Notons que cette échelle pentatonique, occidentalisée sous la forme Do, Ré, Fa, Sol La, Do correspond à notre gamme amputée du Mi et du Si. Cette échelle est notamment utilisée en Chine et en Afrique centrale. Aux Etats-Unis, les esclaves noirs entendaient des mélodies européennes. En les chantant, leur système musical leur posait certains problèmes car il leur manquait le Mi et le Si ; cela explique que dans les chants des noirs d'Amérique, ces notes sont souvent altérées en Mib et Sib (notes "blues"), donnant lieu à des accords tout à fait caractéristiques de Fa7 ou de Do7.
L'échelle pythagoricienne
Une meilleure approximation est obtenue en divisant l'octave en 12 degrés. La 12e puissance de 3 (= 531441) est très voisine de la 19e puissance de 2 (= 524288). Le quotient vaut 1,0136... et cet intervalle de fréquence est assez difficile à différencier avec l'unisson. Il est appelé comma pythagoricien.

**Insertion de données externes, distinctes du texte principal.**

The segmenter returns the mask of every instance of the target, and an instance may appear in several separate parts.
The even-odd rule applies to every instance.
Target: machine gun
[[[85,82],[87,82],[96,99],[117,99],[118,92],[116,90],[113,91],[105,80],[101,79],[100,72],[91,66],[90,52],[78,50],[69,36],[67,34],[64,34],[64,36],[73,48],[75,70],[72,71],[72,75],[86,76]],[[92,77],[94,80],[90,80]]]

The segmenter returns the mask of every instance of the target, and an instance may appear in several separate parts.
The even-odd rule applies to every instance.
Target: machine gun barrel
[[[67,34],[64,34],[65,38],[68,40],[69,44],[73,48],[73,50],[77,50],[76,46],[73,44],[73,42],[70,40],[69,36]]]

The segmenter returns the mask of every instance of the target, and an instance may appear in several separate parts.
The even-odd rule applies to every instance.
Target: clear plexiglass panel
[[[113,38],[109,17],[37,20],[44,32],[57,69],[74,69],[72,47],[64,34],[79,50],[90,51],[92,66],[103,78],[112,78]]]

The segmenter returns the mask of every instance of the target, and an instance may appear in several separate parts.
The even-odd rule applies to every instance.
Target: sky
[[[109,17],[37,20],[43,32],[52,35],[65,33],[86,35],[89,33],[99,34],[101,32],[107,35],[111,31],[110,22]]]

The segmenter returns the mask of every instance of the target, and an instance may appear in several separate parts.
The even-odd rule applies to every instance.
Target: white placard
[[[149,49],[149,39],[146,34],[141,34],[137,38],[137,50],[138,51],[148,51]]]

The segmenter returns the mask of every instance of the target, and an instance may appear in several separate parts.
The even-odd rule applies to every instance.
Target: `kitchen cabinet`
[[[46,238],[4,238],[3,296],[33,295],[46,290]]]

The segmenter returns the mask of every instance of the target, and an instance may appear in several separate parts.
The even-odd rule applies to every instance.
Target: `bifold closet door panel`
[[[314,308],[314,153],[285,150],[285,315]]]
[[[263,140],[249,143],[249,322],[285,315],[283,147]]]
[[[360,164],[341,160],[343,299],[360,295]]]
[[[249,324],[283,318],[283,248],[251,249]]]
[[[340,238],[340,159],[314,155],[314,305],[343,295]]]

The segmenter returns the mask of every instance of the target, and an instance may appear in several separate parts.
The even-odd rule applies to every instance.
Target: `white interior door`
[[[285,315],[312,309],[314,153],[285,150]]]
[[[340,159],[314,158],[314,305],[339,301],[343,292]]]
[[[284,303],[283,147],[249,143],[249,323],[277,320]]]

L'échelle construite par Pythagore se compose donc de 12 sons. Comme on utilise assez fréquemment des quintes inversées (Fa Do), on peut, puis qu'il y a ambiguïté due au "comma", choisir Fa comme le son dont la quinte est un Do en non pas la quinte de la quinte de la quinte...

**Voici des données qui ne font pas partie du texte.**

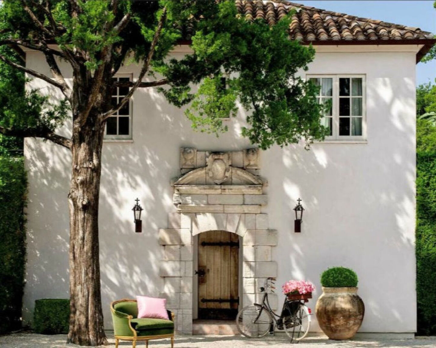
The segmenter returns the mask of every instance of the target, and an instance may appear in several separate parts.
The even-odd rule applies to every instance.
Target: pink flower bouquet
[[[283,293],[285,295],[304,295],[315,290],[315,287],[310,281],[291,280],[282,285]]]

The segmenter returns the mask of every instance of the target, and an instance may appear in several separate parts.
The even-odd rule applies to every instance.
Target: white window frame
[[[130,81],[133,81],[133,74],[117,74],[114,76],[114,78],[128,78]],[[118,95],[112,96],[119,96]],[[105,135],[104,139],[105,140],[131,140],[133,139],[132,135],[133,134],[133,129],[132,128],[133,122],[132,122],[132,119],[133,118],[132,116],[133,115],[133,109],[132,108],[133,104],[132,102],[132,98],[131,98],[129,99],[129,134],[123,134],[123,135],[119,135],[119,134],[111,134],[108,135],[106,134],[106,129],[107,127],[107,123],[106,122],[106,125],[105,126]],[[118,113],[117,113],[117,114]],[[127,115],[119,115],[119,116],[117,114],[113,115],[112,116],[110,116],[110,117],[126,117]],[[109,118],[110,118],[109,117]],[[116,131],[117,133],[118,132],[118,120],[117,119],[116,122]]]
[[[339,79],[346,78],[362,79],[362,135],[339,135]],[[367,140],[367,117],[366,117],[366,75],[361,74],[308,74],[306,78],[332,78],[333,93],[332,93],[332,135],[327,135],[325,140],[332,142],[355,141],[366,142]],[[350,105],[350,108],[351,105]],[[352,116],[350,116],[350,125],[351,127]]]

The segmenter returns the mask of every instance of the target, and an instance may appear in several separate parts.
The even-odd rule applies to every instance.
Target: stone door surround
[[[259,155],[257,149],[227,152],[181,149],[182,175],[171,182],[177,212],[168,214],[167,228],[158,233],[163,251],[159,275],[164,280],[160,296],[167,299],[179,331],[192,332],[194,236],[221,230],[242,237],[240,308],[259,300],[258,288],[265,278],[277,276],[272,248],[277,245],[277,233],[269,229],[268,215],[262,212],[267,196],[263,194],[266,182],[258,176]],[[272,306],[276,308],[277,296],[271,294]]]

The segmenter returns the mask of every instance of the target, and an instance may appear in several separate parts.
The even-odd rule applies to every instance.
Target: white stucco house
[[[343,266],[359,277],[366,306],[361,332],[413,335],[415,69],[435,42],[432,34],[285,1],[237,3],[241,13],[273,23],[296,8],[290,36],[316,49],[301,74],[322,86],[320,101],[331,101],[331,115],[323,120],[331,135],[309,151],[302,143],[261,151],[240,135],[242,110],[225,121],[229,131],[217,138],[194,132],[183,110],[156,90],[136,91],[129,107],[109,120],[103,147],[99,224],[106,328],[112,328],[112,301],[148,294],[167,297],[177,329],[191,333],[193,320],[214,311],[202,299],[224,298],[232,289],[230,305],[222,308],[237,310],[258,298],[267,277],[276,277],[278,287],[291,279],[312,281],[317,289],[309,304],[314,310],[322,293],[320,275]],[[181,45],[172,54],[189,51]],[[49,73],[41,52],[27,50],[26,55],[27,67]],[[118,77],[134,81],[139,70],[125,65]],[[57,93],[37,79],[29,87],[54,97]],[[69,134],[68,127],[60,132]],[[70,158],[61,147],[34,139],[26,139],[24,155],[23,315],[30,322],[35,300],[69,297]],[[222,175],[214,169],[220,166]],[[132,211],[137,197],[144,208],[141,233],[135,232]],[[296,233],[293,209],[299,198],[305,211]],[[203,233],[211,231],[221,232],[209,233],[204,244]],[[220,242],[238,251],[203,248]],[[208,279],[198,277],[202,270]],[[283,297],[278,291],[272,298],[277,307]],[[319,331],[313,319],[311,331]]]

L'échelle se présente comme une suite de quintes :
( Nous notons Sib un degré intermédiaire entre La et Si : le Sib d'un piano par exemple). Les fréquences valent approximativement :
Nom | Fréquence relative | Fréquence approchée | Intervalle | Intervalle approché |
---|---|---|---|---|
Do | 1 | 1 | ||
Do# Réb | 256/243 | 1.0535 | 256/243 | 1.0535 |
Ré | 9/8 | 1.125 | 2187/2048 | 1.0678 |
Ré# Mib | 32/27 | 1.1852 | 256/243 | 1.0535 |
Mi | 81/64 | 1.265 | 2187/2048 | 1.0678 |
Fa | 4/3 | 1.3333 | 256/243 | 1.0535 |
Fa# Solb | 729/512 | 1.4238 | 2187/2048 | 1.0678 |
Sol | 3/2 | 1.5 | 256/243 | 1.0535 |
Sol# Lab | 128/81 | 1.5802 | 256/243 | 1.0535 |
La | 27/16 | 1.6875 | 2187/2048 | 1.0678 |
La# Sib | 16/9 | 1.7777 | 256/243 | 1.0535 |
Si | 243/128 | 1.8984 | 2187/2048 | 1.0678 |
Do | 2 | 2 | 256/243 | 1.0535 |
Pour la construction, nous sommes partis de Solb et nous avons obtenu par quintes successives Réb, Lab, Mib, Sib, Fa, Do, Sol, Ré, La, Mi, Si ; ceci afin de placer la tonique au "milieu" du cycle.
On constate que les intervalles prennent deux valeurs distinctes (256/243 et 2187/2048) dont le quotient est précisément le comma pythagoricien.
Cette solution reste, malgré tout, insatisfaisante du point de vue de la transposition. Lorsque l'on transpose une pièce musicale les intervalles ne sont pas respectés à cause de la présence de deux demi-tons de valeur 256/243 autour de la dominante.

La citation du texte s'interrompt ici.